Trish, I'm glad your adventure ended safely for y'all.
One thing to take note of: that storm Saturday Morning literally BLEW UP in place. It wasn't tracked on any weather radar, it didn't move in from somewhere else, it HAPPENED right overhead. BAM! Birth of a storm.
I was working at Mt Washington that day, and we started EARLY for the bike race. MW summit was in the clear at 6 AM, and stayed in the clear for some time. The Top Notch ( elite group) start was 8:40 AM and the first finisher's time was 54 minutes 57 seconds, and he finished in clear weather/sunshine with no precip.
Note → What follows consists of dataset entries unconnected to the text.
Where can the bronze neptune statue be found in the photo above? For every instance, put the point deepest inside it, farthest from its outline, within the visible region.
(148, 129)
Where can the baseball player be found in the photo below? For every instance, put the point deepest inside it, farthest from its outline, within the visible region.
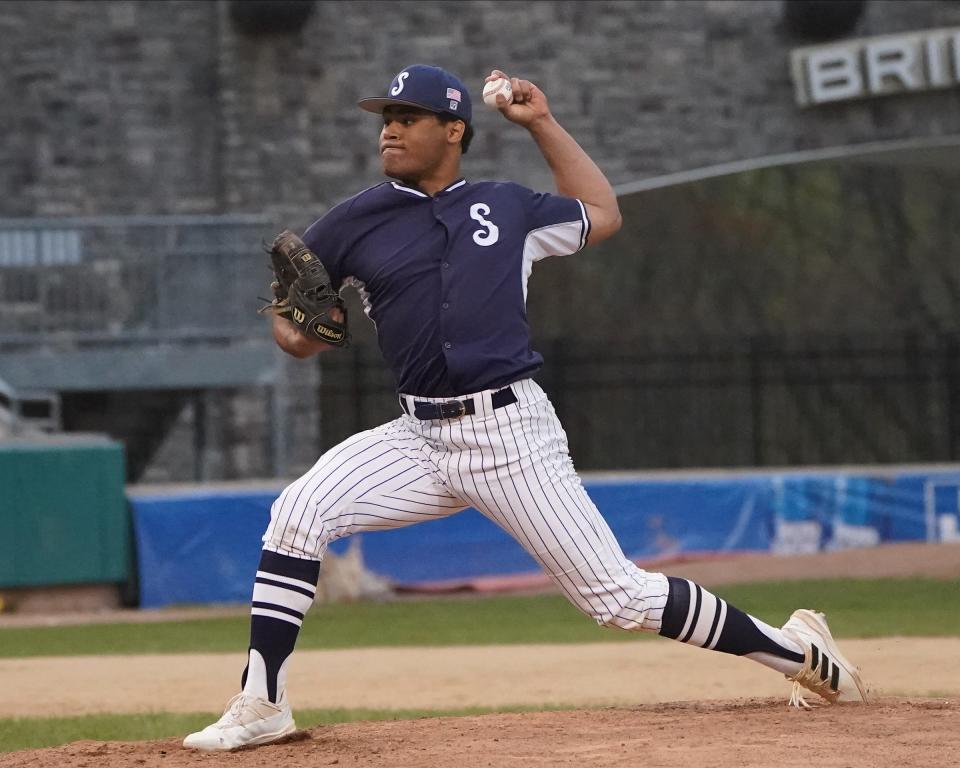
(442, 264)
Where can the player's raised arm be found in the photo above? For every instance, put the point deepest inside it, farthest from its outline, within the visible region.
(574, 173)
So make that just about 9:30....... still in the clear looking like nice day.
By 9:45 summit race- support staff was reporting pelting rain, 5 minutes later that was pelting rain mixed with hail, and by 10:05 AM Road Crew was reporting full-on pea sized hail, no rain, with rapid ground coverage above 5000'. At the base we were just beginning to see the big raindrops that foretell "dumpage".
Auto Road Base was monitoring 3 weather radar views and in contact with MWOBS, and the only testimony to local bad weather was < in person witness accounts>. Nothing showed, anywhere, unless you were standing in it.
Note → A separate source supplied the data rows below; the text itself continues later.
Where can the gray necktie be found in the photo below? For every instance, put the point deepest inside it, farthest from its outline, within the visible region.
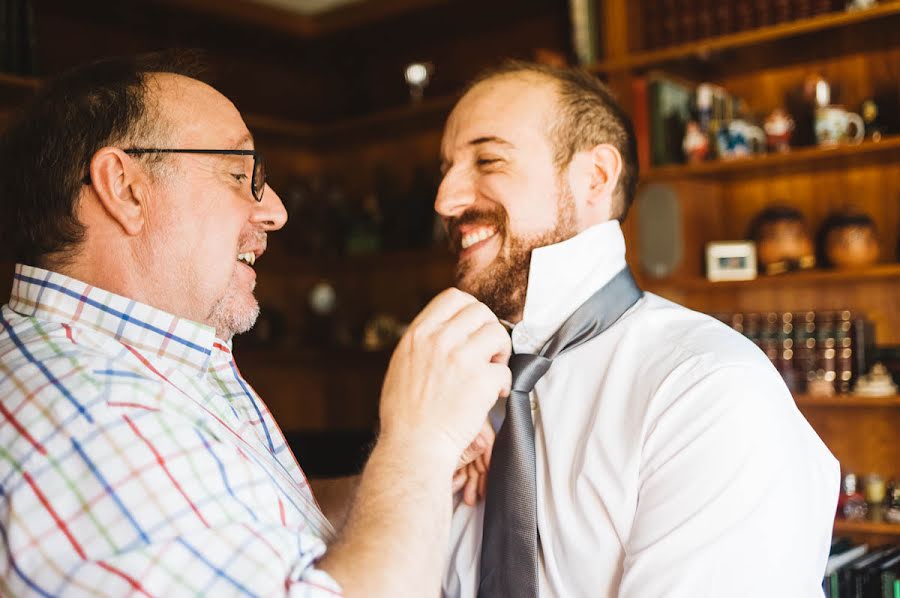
(509, 545)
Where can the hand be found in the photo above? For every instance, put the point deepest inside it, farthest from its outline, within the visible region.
(446, 373)
(471, 472)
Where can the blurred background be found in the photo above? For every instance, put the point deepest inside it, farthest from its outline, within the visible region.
(769, 139)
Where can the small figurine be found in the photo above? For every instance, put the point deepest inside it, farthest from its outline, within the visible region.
(779, 126)
(877, 383)
(870, 113)
(819, 386)
(695, 144)
(849, 240)
(851, 503)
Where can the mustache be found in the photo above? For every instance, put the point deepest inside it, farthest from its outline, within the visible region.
(495, 218)
(255, 238)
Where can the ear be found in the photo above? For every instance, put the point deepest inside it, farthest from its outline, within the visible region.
(121, 187)
(606, 163)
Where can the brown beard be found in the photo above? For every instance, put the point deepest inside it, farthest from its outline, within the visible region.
(503, 283)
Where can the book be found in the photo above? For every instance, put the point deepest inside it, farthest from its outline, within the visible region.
(837, 561)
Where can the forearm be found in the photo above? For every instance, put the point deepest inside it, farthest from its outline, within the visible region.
(396, 536)
(335, 496)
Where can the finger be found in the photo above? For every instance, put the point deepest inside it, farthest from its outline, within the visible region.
(459, 480)
(470, 494)
(455, 334)
(501, 378)
(443, 307)
(482, 487)
(490, 342)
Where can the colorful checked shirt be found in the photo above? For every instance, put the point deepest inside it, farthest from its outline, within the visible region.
(135, 459)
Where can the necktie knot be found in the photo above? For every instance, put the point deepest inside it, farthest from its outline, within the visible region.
(526, 370)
I made a comment to a co-worker about the sudden, severe hail at the summit, something to the effect of " OHHH s*it, that kind of upper level convection this early in the morning, it is gonna get noisy, REAL fast". Next thing we knew, lightning was striking close by, and we wound up getting roundly pasted by something that just birthed itself over our heads. Your heads just were included by proximity.
What is my point?
Saturday morning's storm exactly profiled the capriciousness of mountain weather. That IS the kind of weather that is dangerous, you can't see it coming or track its route. It happens. On TOP of you~!
I hope you and the kids don't dwell on the scary stuff. I think you handled the situation admirably, and so did they. Alex may have been stressed with Sage while you bolted up-trail and back for the pack, but trust comes from those kinds of situations. Alex gets a huge BIG SISTER star from me for standing tall and being there for Sage while you went back up.
I know your family dynamics are being sifted and remixed in light of the hike. It is a good thing to exemplify learn and change by challenge, but only you can decide if Sage is <ready to learn> or < ready for challenge>.